D’après les cavistes, les Etats-Unis ont été les plus touchés par ce phénomène. Ben Cheung, responsable de marque et des opérations auprès du plus grand marchand de vin à Hong Kong, Watson’s Wine, a affirmé à Vino Joy que les approvisionnements de vins en provenance des USA ont subi les retards de livraison les plus importants de tous les pays fournisseurs dans son portefeuille. « Depuis décembre dernier, nous n’avons réussi à faire expédier qu’un seul conteneur frigorifique », a-t-il précisé. Toujours est-il que d’autres régions du monde ne restent pas en marge du phénomène.

Les catégories les plus pénalisées concernent les pays à hauts volumes tels que la France, l’Espagne, l’Italie et l’Amérique du Sud. Le Champagne semble être particulièrement touché.

James Rowell, Head of private clients chez Altaya Wines

Pour Olivier Hui-Bon-Hoa, directeur régional Asie au sein de Badet Clément, Hong Kong, la Chine continentale, Taiwan, la Corée et l’Asie du Sud-Est souffrent. « Là où il fallait compter 4 à 5 semaines entre la France et Hong Kong ou la Chine, il faut désormais prévoir en moyenne 8 ou 9 semaines ». Brexit oblige, le Royaume-Uni connaît aussi de grosses difficultés : « Les livraisons qui prenaient 5 jours peuvent désormais atteindre deux mois et demi », déplore Max de Zarobe de la cave italienne Avignonesi.

D’autres options à l’étude

L’impact sur les coûts se fait également sentir : « Nos importateurs sont touchés sur le plan financier », confirme Olivier Hui-Bon-Hoa. « Les délais de livraison plus longs, le coût des conteneurs et des délais de dédouanement plus importants exercent une plus grande pression sur les trésoreries. Par conséquent, nous sommes indirectement touchés par des retards éventuels de paiement ou des allongements des délais de crédit ». Pour anticiper les délais de livraison plus longs, certains opérateurs augmentent leurs stocks. Bojan Radulovic a prévu l’équivalent de trois mois de stocks supplémentaires, « mais je ne suis toujours pas certain que les expéditions destinées à la période des fêtes arriveront à temps ».

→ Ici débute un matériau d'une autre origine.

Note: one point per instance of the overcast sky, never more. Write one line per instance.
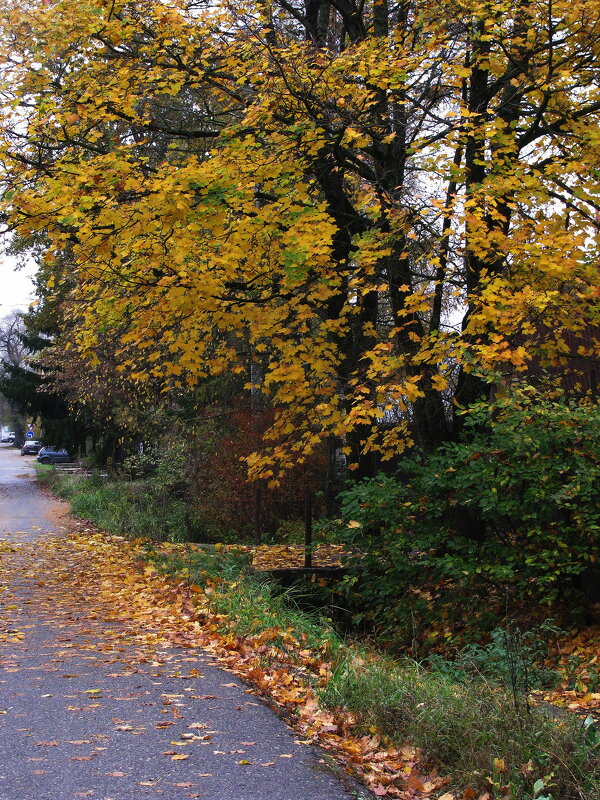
(16, 287)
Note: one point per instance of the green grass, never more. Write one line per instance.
(473, 729)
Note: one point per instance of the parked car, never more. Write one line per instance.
(31, 448)
(53, 455)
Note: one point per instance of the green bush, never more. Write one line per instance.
(512, 511)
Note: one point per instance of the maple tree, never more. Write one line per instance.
(380, 207)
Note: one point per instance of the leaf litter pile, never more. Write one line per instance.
(105, 579)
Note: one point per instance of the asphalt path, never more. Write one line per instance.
(86, 714)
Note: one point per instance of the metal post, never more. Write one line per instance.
(257, 514)
(307, 531)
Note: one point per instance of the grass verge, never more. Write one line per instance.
(491, 743)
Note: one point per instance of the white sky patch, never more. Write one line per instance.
(16, 285)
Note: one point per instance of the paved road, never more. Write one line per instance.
(86, 714)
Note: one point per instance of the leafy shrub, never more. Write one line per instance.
(510, 513)
(513, 658)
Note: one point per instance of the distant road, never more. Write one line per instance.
(24, 509)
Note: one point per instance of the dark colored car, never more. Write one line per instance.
(53, 455)
(31, 447)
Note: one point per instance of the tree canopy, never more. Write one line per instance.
(370, 211)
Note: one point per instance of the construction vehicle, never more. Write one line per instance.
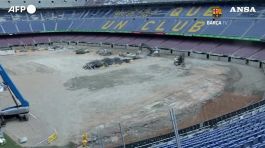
(21, 108)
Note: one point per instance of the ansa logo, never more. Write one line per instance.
(243, 9)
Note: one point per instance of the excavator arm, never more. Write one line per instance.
(21, 106)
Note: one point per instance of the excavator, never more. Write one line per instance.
(21, 107)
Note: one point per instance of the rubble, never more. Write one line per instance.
(81, 51)
(104, 52)
(105, 62)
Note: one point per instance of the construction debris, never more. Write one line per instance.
(81, 51)
(23, 140)
(105, 62)
(130, 55)
(179, 60)
(104, 52)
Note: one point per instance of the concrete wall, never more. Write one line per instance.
(6, 52)
(254, 64)
(198, 55)
(238, 61)
(218, 58)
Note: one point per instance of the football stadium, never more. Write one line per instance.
(132, 73)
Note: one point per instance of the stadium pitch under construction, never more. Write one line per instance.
(119, 73)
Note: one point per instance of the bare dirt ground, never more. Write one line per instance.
(68, 99)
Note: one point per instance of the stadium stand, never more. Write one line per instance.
(242, 128)
(167, 19)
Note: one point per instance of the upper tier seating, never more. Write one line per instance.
(169, 19)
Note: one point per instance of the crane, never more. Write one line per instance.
(21, 107)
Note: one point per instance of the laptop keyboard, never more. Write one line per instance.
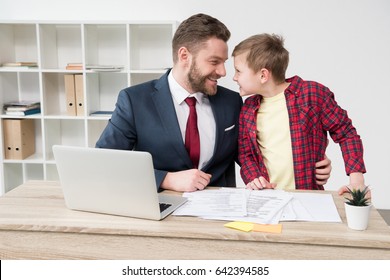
(164, 206)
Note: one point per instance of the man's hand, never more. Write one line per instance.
(259, 184)
(186, 181)
(323, 169)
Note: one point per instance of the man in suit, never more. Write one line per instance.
(153, 116)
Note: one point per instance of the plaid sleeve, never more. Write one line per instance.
(340, 128)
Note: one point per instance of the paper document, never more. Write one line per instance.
(261, 207)
(314, 207)
(222, 202)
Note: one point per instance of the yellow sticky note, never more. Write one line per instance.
(268, 228)
(243, 226)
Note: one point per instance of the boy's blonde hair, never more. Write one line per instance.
(265, 51)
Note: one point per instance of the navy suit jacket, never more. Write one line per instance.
(145, 120)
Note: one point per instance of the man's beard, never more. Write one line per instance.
(197, 82)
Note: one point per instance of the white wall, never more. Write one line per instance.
(342, 44)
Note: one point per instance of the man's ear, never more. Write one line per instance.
(184, 56)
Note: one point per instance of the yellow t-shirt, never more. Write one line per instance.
(274, 139)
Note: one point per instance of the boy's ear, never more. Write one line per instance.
(265, 75)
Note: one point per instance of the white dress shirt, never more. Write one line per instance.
(206, 121)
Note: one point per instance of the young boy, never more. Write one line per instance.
(283, 126)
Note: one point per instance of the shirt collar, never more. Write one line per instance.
(179, 94)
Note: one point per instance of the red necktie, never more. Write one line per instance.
(192, 141)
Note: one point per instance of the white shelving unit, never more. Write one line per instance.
(142, 48)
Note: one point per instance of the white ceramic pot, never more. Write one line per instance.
(357, 216)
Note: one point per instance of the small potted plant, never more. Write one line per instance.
(357, 208)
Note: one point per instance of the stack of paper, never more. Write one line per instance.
(262, 207)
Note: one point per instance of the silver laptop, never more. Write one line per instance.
(113, 182)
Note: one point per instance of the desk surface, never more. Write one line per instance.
(34, 223)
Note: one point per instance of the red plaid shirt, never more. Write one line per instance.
(313, 112)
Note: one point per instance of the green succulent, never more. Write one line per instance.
(358, 197)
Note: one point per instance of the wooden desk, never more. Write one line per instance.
(35, 224)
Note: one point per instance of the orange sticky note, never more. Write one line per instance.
(243, 226)
(268, 228)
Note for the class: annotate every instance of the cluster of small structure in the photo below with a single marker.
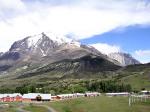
(17, 97)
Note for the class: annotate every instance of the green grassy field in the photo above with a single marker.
(97, 104)
(100, 104)
(34, 108)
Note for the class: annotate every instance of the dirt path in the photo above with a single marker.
(20, 108)
(48, 108)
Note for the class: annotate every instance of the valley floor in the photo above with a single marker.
(93, 104)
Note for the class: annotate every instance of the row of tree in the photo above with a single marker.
(99, 86)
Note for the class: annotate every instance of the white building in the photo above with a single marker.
(36, 97)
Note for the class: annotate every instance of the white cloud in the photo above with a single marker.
(106, 48)
(142, 55)
(83, 18)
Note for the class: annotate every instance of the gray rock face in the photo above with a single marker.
(44, 49)
(124, 59)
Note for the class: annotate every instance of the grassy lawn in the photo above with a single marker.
(34, 108)
(100, 104)
(10, 108)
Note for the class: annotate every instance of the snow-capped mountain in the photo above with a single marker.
(41, 44)
(124, 59)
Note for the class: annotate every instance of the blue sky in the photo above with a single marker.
(131, 40)
(108, 25)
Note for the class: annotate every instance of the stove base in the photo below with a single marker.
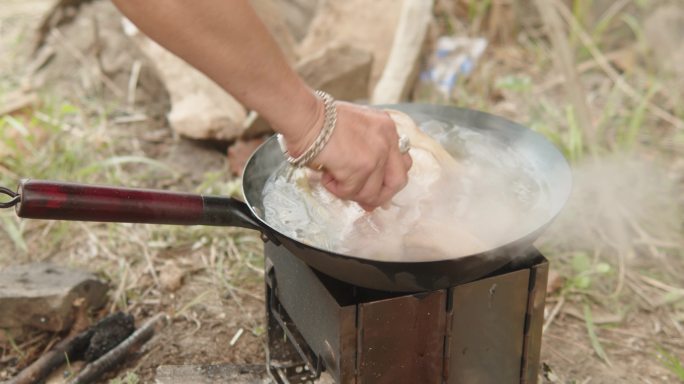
(486, 331)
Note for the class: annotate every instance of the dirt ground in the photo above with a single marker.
(611, 316)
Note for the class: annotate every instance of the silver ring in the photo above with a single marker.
(404, 144)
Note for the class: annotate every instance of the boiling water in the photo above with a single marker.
(493, 200)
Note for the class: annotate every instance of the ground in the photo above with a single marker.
(615, 312)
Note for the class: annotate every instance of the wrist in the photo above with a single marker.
(303, 122)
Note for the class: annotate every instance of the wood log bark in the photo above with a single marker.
(403, 64)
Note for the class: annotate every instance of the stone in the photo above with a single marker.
(339, 69)
(297, 15)
(270, 13)
(200, 109)
(171, 276)
(401, 71)
(42, 295)
(366, 25)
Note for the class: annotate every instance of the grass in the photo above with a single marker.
(636, 116)
(75, 140)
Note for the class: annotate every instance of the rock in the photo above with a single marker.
(200, 109)
(270, 13)
(171, 277)
(42, 295)
(297, 15)
(339, 69)
(367, 25)
(403, 63)
(664, 32)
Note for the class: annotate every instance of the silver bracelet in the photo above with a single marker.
(329, 123)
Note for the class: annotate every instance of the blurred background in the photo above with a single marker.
(84, 97)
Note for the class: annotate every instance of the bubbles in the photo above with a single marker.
(494, 199)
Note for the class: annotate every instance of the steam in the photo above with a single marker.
(495, 196)
(620, 203)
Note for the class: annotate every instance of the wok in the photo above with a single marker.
(65, 201)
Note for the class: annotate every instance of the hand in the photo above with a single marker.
(362, 162)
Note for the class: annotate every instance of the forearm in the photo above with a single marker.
(227, 41)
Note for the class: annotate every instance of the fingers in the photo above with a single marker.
(396, 177)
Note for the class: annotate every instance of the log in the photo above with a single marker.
(118, 354)
(403, 64)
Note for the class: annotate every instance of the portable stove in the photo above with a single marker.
(485, 331)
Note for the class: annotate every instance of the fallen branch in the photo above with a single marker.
(115, 356)
(50, 361)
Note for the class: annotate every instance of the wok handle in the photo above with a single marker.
(42, 199)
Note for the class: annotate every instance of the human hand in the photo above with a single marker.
(361, 162)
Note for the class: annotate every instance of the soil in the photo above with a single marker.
(220, 295)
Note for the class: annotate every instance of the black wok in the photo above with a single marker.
(62, 201)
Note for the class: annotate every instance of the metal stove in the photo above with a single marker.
(485, 331)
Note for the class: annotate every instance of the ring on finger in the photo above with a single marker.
(404, 144)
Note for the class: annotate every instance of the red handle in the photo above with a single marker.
(53, 200)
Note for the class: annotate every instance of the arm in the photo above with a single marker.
(227, 41)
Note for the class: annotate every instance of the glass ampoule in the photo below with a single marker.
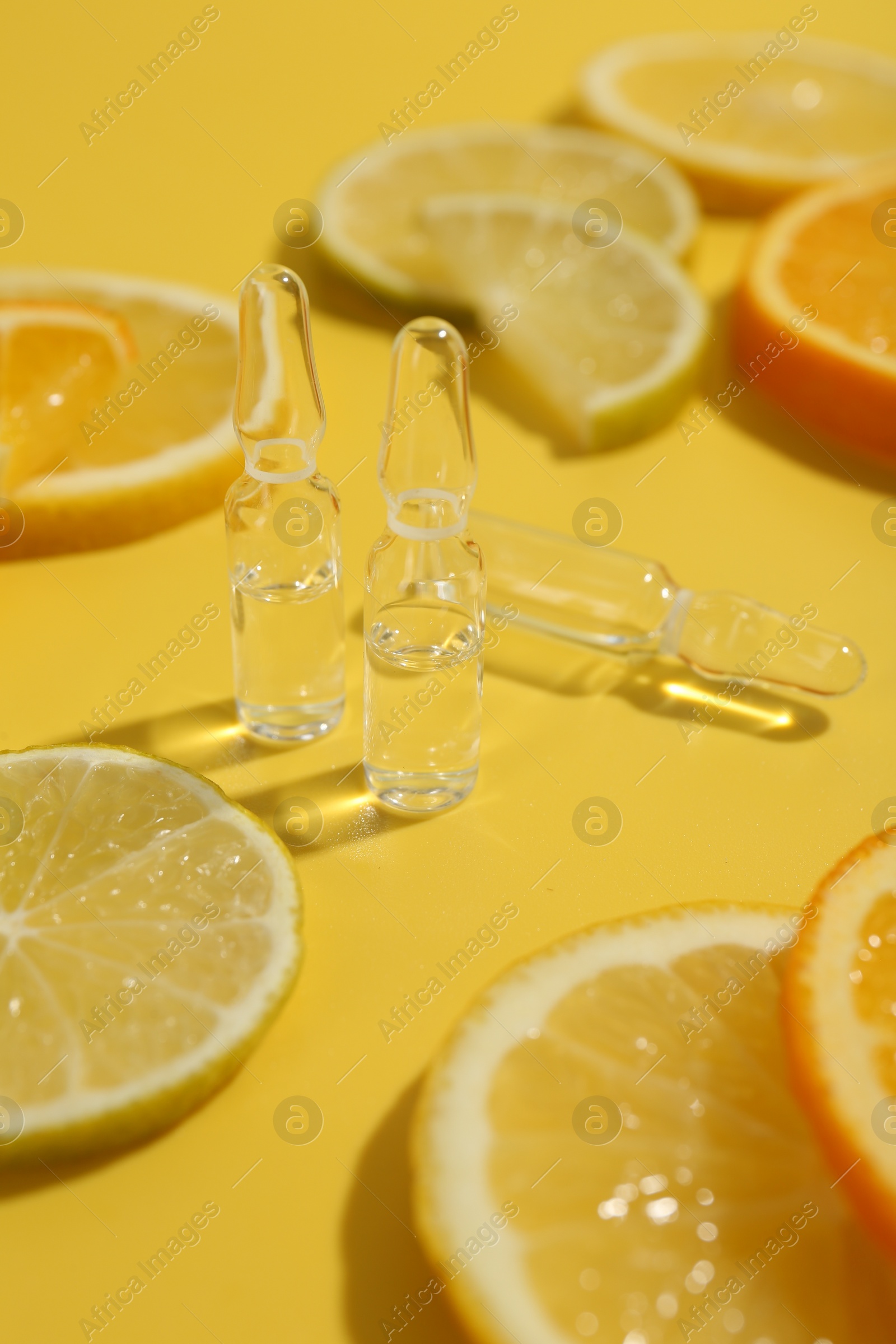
(282, 521)
(425, 584)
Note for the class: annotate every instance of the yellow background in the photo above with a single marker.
(316, 1242)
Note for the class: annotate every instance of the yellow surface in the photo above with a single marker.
(314, 1244)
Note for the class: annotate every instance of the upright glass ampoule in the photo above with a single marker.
(425, 584)
(282, 522)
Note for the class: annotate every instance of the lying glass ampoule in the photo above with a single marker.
(282, 522)
(425, 584)
(632, 608)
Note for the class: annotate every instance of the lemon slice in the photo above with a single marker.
(153, 448)
(750, 116)
(610, 337)
(371, 203)
(841, 1025)
(148, 935)
(594, 1163)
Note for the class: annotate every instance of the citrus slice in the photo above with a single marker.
(750, 116)
(148, 935)
(142, 440)
(816, 316)
(608, 1148)
(371, 205)
(57, 363)
(841, 1026)
(610, 337)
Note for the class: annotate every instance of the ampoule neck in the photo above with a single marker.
(426, 515)
(281, 460)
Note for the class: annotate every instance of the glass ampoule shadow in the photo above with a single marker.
(385, 1260)
(211, 741)
(664, 687)
(204, 738)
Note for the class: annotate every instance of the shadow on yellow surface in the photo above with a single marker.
(385, 1258)
(211, 741)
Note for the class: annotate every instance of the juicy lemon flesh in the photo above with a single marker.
(381, 210)
(104, 888)
(184, 394)
(875, 988)
(836, 254)
(789, 106)
(591, 319)
(711, 1166)
(52, 378)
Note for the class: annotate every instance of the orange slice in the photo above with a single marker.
(816, 315)
(116, 400)
(840, 1026)
(57, 363)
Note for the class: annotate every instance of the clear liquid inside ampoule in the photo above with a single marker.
(289, 652)
(422, 716)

Enfin, si le fret aérien est considéré comme prohibitif sur le plan tarifaire – « jusqu’à dix fois celui du transport maritime » – sans parler du manque de disponibilités là aussi, d’autres solutions sont à l’étude. Ainsi, Olivier Hui-Bon-Hoa de Badet Clément est en pourparlers avec des importateurs qui étudient l’utilisation du fret ferroviaire à destination du marché chinois.